The Agenda Committee, which includes the mayor, the deputy mayor and a rotating council member, meets to set the agenda for council meetings.

The Finance Committee consists of three council members and meets as needed to discuss change orders to the city’s contracts, authorize city business trips for outgoing council members and other finance-related issues.

The Governance Manual Committee is made up of two to three council members, the city attorney and the city clerk, and meets quarterly to review and edit the manual that dictates how the council operates. The council is actively considering several changes to the manual brought forward by the committee earlier this month, including a process for admonishing council members found violating council policies.

The Public Safety Committee is composed of three council members, the city manager and the deputy city manager, and meets as needed to discuss the city’s ongoing efforts to hire more deputies for the Spokane Valley Police force, as well as other public safety issues.

While they may not have any authority, the committees strategize, spitball ideas and discuss issues in detail before they’re brought to the council. The committee meetings are where a lot of the work is done, which is why Harding said he’s interested in attending.

He’d like to know what is being discussed that does not make it to the open council meetings and believes Valley residents should be able to attend and share their thoughts.

“It’s the only way that citizens have an ability to have oversight,” Harding said. “And if you don’t have that, I think it tends to kind of give carte blanche to the folks that you’ve appointed to these positions. And if there’s no oversight, that generally doesn’t work out too well for anybody, whether it’s a corporation or a government.”

The Spokane Valley City Council could decide to open the meetings to the public, according to Deputy City Manager Erik Lamb. Other jurisdictions, including Seattle and Spokane, have opted to keep their committees open, even if they may not be legally obligated to.

Spokane Valley City Councilman Ben Wick, a member of the Public Safety Committee, said that’s something he’d be willing to consider. He said their meetings so far have been brainstorming sessions, and that having them closed made it easier for them to make recommendations to the full council on how to fund additional deputy positions.
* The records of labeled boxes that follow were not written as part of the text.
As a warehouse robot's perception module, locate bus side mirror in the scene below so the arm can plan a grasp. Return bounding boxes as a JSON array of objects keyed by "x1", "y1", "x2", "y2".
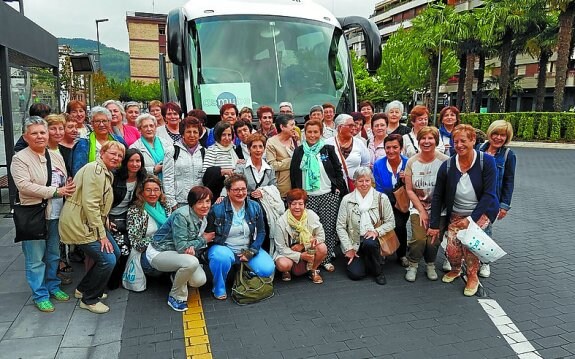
[
  {"x1": 166, "y1": 9, "x2": 186, "y2": 66},
  {"x1": 337, "y1": 16, "x2": 381, "y2": 74}
]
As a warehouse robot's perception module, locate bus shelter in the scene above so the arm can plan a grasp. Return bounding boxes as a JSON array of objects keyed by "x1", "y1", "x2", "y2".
[{"x1": 0, "y1": 1, "x2": 60, "y2": 213}]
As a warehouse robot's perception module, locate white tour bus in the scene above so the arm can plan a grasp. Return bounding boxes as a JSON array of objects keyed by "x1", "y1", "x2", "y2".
[{"x1": 165, "y1": 0, "x2": 381, "y2": 125}]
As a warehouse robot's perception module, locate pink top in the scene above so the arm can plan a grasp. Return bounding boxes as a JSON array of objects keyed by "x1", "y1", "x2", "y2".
[{"x1": 124, "y1": 125, "x2": 141, "y2": 147}]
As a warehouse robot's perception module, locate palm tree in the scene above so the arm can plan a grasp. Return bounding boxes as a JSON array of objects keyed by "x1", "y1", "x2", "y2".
[
  {"x1": 480, "y1": 0, "x2": 543, "y2": 112},
  {"x1": 526, "y1": 12, "x2": 559, "y2": 111},
  {"x1": 549, "y1": 0, "x2": 575, "y2": 111},
  {"x1": 411, "y1": 4, "x2": 455, "y2": 116}
]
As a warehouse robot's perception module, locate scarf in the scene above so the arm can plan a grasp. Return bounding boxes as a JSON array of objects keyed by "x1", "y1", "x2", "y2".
[
  {"x1": 88, "y1": 131, "x2": 116, "y2": 163},
  {"x1": 299, "y1": 138, "x2": 324, "y2": 192},
  {"x1": 439, "y1": 125, "x2": 455, "y2": 156},
  {"x1": 355, "y1": 188, "x2": 375, "y2": 236},
  {"x1": 215, "y1": 142, "x2": 238, "y2": 168},
  {"x1": 287, "y1": 210, "x2": 311, "y2": 249},
  {"x1": 140, "y1": 136, "x2": 164, "y2": 181},
  {"x1": 144, "y1": 201, "x2": 168, "y2": 228}
]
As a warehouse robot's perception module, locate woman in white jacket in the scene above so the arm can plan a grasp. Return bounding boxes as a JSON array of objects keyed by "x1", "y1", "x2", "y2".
[
  {"x1": 336, "y1": 167, "x2": 395, "y2": 285},
  {"x1": 164, "y1": 116, "x2": 206, "y2": 207}
]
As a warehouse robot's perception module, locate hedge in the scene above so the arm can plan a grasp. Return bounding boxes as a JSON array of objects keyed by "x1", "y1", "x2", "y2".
[{"x1": 461, "y1": 112, "x2": 575, "y2": 142}]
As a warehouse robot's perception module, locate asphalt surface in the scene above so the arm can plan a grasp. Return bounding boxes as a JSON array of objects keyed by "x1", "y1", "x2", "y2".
[{"x1": 120, "y1": 148, "x2": 575, "y2": 359}]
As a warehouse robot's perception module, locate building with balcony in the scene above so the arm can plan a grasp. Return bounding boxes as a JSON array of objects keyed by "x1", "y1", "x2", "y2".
[{"x1": 126, "y1": 12, "x2": 170, "y2": 83}]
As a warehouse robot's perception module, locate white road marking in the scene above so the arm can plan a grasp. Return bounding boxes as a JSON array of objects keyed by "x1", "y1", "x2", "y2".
[{"x1": 478, "y1": 299, "x2": 542, "y2": 359}]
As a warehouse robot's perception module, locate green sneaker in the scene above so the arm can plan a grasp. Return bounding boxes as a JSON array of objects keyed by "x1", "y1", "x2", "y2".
[
  {"x1": 51, "y1": 289, "x2": 70, "y2": 302},
  {"x1": 36, "y1": 299, "x2": 54, "y2": 313}
]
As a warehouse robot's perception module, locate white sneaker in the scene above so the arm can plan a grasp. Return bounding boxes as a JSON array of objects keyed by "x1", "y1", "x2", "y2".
[
  {"x1": 405, "y1": 263, "x2": 417, "y2": 282},
  {"x1": 479, "y1": 263, "x2": 491, "y2": 278},
  {"x1": 425, "y1": 263, "x2": 438, "y2": 280}
]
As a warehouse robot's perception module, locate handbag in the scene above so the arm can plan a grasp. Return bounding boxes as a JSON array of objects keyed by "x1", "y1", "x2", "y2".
[
  {"x1": 12, "y1": 150, "x2": 52, "y2": 243},
  {"x1": 232, "y1": 262, "x2": 274, "y2": 305},
  {"x1": 393, "y1": 184, "x2": 409, "y2": 213},
  {"x1": 122, "y1": 249, "x2": 146, "y2": 292},
  {"x1": 457, "y1": 217, "x2": 507, "y2": 264},
  {"x1": 374, "y1": 194, "x2": 399, "y2": 257}
]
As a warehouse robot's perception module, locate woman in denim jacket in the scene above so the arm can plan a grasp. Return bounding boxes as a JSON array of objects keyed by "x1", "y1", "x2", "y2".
[
  {"x1": 145, "y1": 186, "x2": 214, "y2": 312},
  {"x1": 479, "y1": 120, "x2": 517, "y2": 278},
  {"x1": 206, "y1": 173, "x2": 275, "y2": 300}
]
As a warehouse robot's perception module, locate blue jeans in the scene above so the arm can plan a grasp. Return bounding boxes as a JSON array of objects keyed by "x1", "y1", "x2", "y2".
[
  {"x1": 77, "y1": 232, "x2": 120, "y2": 305},
  {"x1": 208, "y1": 244, "x2": 275, "y2": 297},
  {"x1": 22, "y1": 219, "x2": 60, "y2": 303}
]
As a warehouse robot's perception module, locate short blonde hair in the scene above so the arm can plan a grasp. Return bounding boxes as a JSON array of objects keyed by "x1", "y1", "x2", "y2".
[
  {"x1": 417, "y1": 126, "x2": 439, "y2": 146},
  {"x1": 487, "y1": 120, "x2": 513, "y2": 146},
  {"x1": 44, "y1": 114, "x2": 66, "y2": 127},
  {"x1": 100, "y1": 141, "x2": 126, "y2": 157},
  {"x1": 451, "y1": 124, "x2": 477, "y2": 141}
]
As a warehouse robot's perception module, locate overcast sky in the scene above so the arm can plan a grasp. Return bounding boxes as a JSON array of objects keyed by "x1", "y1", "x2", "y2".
[{"x1": 8, "y1": 0, "x2": 380, "y2": 52}]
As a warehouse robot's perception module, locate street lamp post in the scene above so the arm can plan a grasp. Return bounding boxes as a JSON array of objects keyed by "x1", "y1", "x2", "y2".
[{"x1": 96, "y1": 19, "x2": 108, "y2": 71}]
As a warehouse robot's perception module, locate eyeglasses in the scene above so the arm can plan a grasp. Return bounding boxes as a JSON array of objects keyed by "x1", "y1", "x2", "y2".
[
  {"x1": 144, "y1": 188, "x2": 162, "y2": 193},
  {"x1": 230, "y1": 187, "x2": 248, "y2": 193}
]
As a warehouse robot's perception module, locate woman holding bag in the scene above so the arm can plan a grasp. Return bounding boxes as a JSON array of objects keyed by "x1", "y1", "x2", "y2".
[
  {"x1": 403, "y1": 126, "x2": 449, "y2": 282},
  {"x1": 10, "y1": 116, "x2": 75, "y2": 312},
  {"x1": 427, "y1": 125, "x2": 499, "y2": 297},
  {"x1": 373, "y1": 134, "x2": 409, "y2": 267},
  {"x1": 337, "y1": 167, "x2": 395, "y2": 285},
  {"x1": 290, "y1": 120, "x2": 353, "y2": 272}
]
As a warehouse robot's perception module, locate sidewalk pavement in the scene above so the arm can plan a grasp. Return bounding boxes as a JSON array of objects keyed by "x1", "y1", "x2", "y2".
[{"x1": 0, "y1": 218, "x2": 128, "y2": 359}]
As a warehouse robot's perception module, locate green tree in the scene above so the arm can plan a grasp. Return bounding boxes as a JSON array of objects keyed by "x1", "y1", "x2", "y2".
[
  {"x1": 411, "y1": 4, "x2": 457, "y2": 112},
  {"x1": 549, "y1": 0, "x2": 575, "y2": 111},
  {"x1": 526, "y1": 12, "x2": 559, "y2": 111}
]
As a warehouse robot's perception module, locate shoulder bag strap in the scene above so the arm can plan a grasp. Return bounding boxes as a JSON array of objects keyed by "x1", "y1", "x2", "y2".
[{"x1": 334, "y1": 136, "x2": 353, "y2": 178}]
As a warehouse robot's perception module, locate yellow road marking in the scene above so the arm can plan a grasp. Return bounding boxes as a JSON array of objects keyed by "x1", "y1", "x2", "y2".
[{"x1": 183, "y1": 288, "x2": 212, "y2": 359}]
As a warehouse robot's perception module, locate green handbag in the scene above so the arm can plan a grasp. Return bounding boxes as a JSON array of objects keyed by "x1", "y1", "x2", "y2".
[{"x1": 232, "y1": 262, "x2": 274, "y2": 305}]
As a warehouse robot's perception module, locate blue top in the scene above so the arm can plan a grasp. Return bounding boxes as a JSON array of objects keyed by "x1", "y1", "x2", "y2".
[
  {"x1": 373, "y1": 155, "x2": 408, "y2": 206},
  {"x1": 72, "y1": 133, "x2": 127, "y2": 177},
  {"x1": 479, "y1": 142, "x2": 517, "y2": 211},
  {"x1": 429, "y1": 151, "x2": 499, "y2": 229},
  {"x1": 205, "y1": 197, "x2": 266, "y2": 255},
  {"x1": 150, "y1": 206, "x2": 206, "y2": 254}
]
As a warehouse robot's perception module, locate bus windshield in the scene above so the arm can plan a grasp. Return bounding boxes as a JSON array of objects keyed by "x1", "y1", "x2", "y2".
[{"x1": 189, "y1": 16, "x2": 354, "y2": 116}]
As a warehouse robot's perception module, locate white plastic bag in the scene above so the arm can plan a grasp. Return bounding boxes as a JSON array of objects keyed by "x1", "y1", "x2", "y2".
[
  {"x1": 457, "y1": 217, "x2": 507, "y2": 263},
  {"x1": 122, "y1": 249, "x2": 146, "y2": 292}
]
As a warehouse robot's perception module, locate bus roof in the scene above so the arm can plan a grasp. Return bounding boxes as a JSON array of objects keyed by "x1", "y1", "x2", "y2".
[{"x1": 183, "y1": 0, "x2": 341, "y2": 28}]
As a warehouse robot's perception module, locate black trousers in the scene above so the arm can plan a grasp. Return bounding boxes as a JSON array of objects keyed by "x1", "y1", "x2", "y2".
[
  {"x1": 346, "y1": 238, "x2": 383, "y2": 280},
  {"x1": 393, "y1": 207, "x2": 409, "y2": 259}
]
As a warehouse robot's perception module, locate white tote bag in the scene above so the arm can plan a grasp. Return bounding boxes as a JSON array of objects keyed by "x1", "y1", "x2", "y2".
[
  {"x1": 457, "y1": 217, "x2": 507, "y2": 263},
  {"x1": 122, "y1": 249, "x2": 146, "y2": 292}
]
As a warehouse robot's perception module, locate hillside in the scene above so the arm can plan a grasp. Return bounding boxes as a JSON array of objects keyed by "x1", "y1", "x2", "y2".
[{"x1": 58, "y1": 38, "x2": 130, "y2": 81}]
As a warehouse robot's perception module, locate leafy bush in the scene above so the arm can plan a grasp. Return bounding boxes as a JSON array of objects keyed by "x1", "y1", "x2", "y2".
[{"x1": 461, "y1": 112, "x2": 575, "y2": 142}]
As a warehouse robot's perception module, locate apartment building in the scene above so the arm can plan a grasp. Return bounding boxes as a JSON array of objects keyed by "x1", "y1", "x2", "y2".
[{"x1": 126, "y1": 12, "x2": 171, "y2": 83}]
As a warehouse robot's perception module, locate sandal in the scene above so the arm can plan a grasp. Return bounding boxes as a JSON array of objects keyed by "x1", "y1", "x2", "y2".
[
  {"x1": 36, "y1": 299, "x2": 55, "y2": 313},
  {"x1": 212, "y1": 293, "x2": 228, "y2": 300},
  {"x1": 58, "y1": 259, "x2": 74, "y2": 273},
  {"x1": 323, "y1": 263, "x2": 335, "y2": 273}
]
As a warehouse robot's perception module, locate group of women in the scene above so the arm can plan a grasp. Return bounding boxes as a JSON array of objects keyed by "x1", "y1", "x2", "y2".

“We’re not trying to hide anything, we definitely want public input into the public safety components and everything that’s going on,” Wick said. “We just wanted to find a viable way of getting this first recommendation on how to implement these new additional officers.”

The public will have a number of opportunities to weigh in on the efforts to hire more deputies next month at a series of open houses and town halls around the Valley, starting next Tuesday, April 2, at 5 p.m. at City Hall. A full schedule of the meetings can be found on the city’s website.

Councilwoman Laura Padden, also a member of the Public Safety Committee, said she would not be interested in opening their meetings to the public.

She said committees should have an opportunity to brainstorm in private and worries that members of the public could misconstrue those thoughts and spread false narratives about an idea before it becomes fully fleshed out.

“We’re not trying to hide anything,” Padden said. “The viable stuff, the things we think are viable, that the city can do or afford is going to come out at public meetings, with public input.”

Councilman Al Merkel has argued at past council meetings that Valley government should be as transparent as possible and said he supports opening the meetings. He would like the conversations that lead to a committee’s recommendations for council action to be on the record, instead of just hearing what the recommendation is at a regular council meeting.

“I think the public should be able to know if their council members are sitting in a room plotting to do whatever they’re going to do,” Merkel said. “I think the substance of deliberations is extremely important, so it’s not just the de facto answer after a deliberation.”

Merkel said he plans to make a motion to have the council consider opening the meetings Tuesday.

“Think of every public interest that would be served from having a meeting open,” Merkel said. “Well, what public interest could possibly be served by having the meeting closed?”